Redskins fans feel like they’re watching a movie they’ve seen a hundred times before: the team starts off promising (to fans, if no longer to the media) and then doesn’t live up to even our modest expectations. Or, they do meet our modest expectations, but in a way that makes us expect more along the way.
Now they sit at 3-5, once again looking up from the bottom of the NFC East. For fans of a team that’s only finished above .500 twice in the last 10 seasons (the team’s only two playoff appearances in that span), the script looks very familiar, indeed.
Most reasonable fans I know thought they would finish about 8-8, give or take a game, but now even that record seems out of reach. Message boards and Twitter feeds are full of much teeth gnashing and plenty of suggestions of which of the many problems are the most to blame.
But I don’t want to talk about any of that today. For now, I want to talk about progress. What does progress look like in an NFL team? How can we, as fans, have any clue whether we’re going in the right direction?
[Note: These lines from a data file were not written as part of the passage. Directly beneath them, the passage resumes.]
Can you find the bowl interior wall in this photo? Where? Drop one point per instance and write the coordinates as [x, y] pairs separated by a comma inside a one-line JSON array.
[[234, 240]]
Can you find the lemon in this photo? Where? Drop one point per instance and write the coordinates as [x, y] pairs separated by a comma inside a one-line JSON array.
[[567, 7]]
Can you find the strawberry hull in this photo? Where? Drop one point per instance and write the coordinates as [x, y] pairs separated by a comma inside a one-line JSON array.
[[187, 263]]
Some might point to the recent past of the Detroit Lions as an example. After finishing an astonishing 0-16 in 2008, they won 2 games in ’09, then 6 games in ’10. Now, they’re sitting at 6-2 halfway through the season. There is some debate in football commenting circles about whether they’ll make the postseason this year, but, all-in-all, it’s an amazing turnaround.
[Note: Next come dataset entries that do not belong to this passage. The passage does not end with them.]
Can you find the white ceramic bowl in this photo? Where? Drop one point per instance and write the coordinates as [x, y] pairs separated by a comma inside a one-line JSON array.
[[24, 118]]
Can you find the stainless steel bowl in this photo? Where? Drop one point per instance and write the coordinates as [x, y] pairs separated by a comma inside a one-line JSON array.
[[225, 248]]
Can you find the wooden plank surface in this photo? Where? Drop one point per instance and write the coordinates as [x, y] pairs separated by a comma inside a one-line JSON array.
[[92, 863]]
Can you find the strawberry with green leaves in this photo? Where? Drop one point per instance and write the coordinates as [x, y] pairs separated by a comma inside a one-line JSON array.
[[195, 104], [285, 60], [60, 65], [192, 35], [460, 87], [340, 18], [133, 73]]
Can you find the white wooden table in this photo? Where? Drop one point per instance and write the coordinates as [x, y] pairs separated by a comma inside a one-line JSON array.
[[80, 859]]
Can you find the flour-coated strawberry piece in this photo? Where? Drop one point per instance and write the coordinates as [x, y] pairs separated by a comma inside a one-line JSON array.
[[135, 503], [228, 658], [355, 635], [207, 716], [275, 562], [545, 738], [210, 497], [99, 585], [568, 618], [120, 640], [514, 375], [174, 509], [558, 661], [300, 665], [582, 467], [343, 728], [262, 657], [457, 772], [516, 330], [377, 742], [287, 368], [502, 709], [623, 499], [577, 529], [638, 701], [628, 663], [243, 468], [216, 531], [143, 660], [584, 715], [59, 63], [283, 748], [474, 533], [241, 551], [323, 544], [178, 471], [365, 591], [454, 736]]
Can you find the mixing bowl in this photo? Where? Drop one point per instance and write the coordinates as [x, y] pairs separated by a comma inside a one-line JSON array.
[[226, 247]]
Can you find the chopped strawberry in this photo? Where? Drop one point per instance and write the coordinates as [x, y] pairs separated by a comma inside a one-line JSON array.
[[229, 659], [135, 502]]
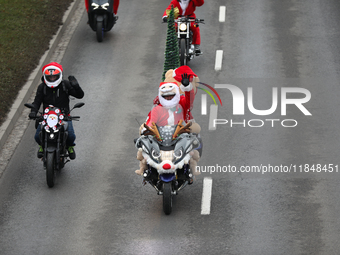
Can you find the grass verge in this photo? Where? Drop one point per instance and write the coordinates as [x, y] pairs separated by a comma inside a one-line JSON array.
[[26, 28]]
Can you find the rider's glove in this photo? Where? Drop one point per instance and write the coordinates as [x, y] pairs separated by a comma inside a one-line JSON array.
[[185, 79], [32, 115], [73, 82]]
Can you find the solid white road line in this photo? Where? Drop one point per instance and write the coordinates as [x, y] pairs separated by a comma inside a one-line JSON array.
[[222, 14], [206, 196], [204, 104], [218, 60]]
But are they a good example?
The San Francisco 49ers, who just handed the Redskins a pretty good whipping on Sunday, weren’t a good team in 2008, either, but they weren’t Detroit-bad. They finished 7-9. The very definition of middling. In 2009, they improved to 8-8 (so far, so good). Then last year the slid back to 6-10. Through half of this year, they’ve already reached 7 wins.
Certainly a different path than the Lions have taken, but to a similar result so far this season.
Did fans of Detroit or San Francisco have more reasons to be optimistic about the future in 2010 than Redskins fans do in 2011? Matthew Stafford and Alex Smith weren’t exactly lighting things up, though they were both number one overall draft picks.
Winning in team sports is like flying a plane. Reduced to the simplest terms, you’re either flying or you’re on the ground. Take a snapshot of a plane on a runway, and you can’t tell if it’s landing, taking off, taxiing or just sitting there. And that’s what a win-loss record is, a snapshot. And a lot of complicated parts and procedures must fit together just so to get off the ground.
The start of the season sets the team plane barreling down the runway, whether or not we have all the parts in place.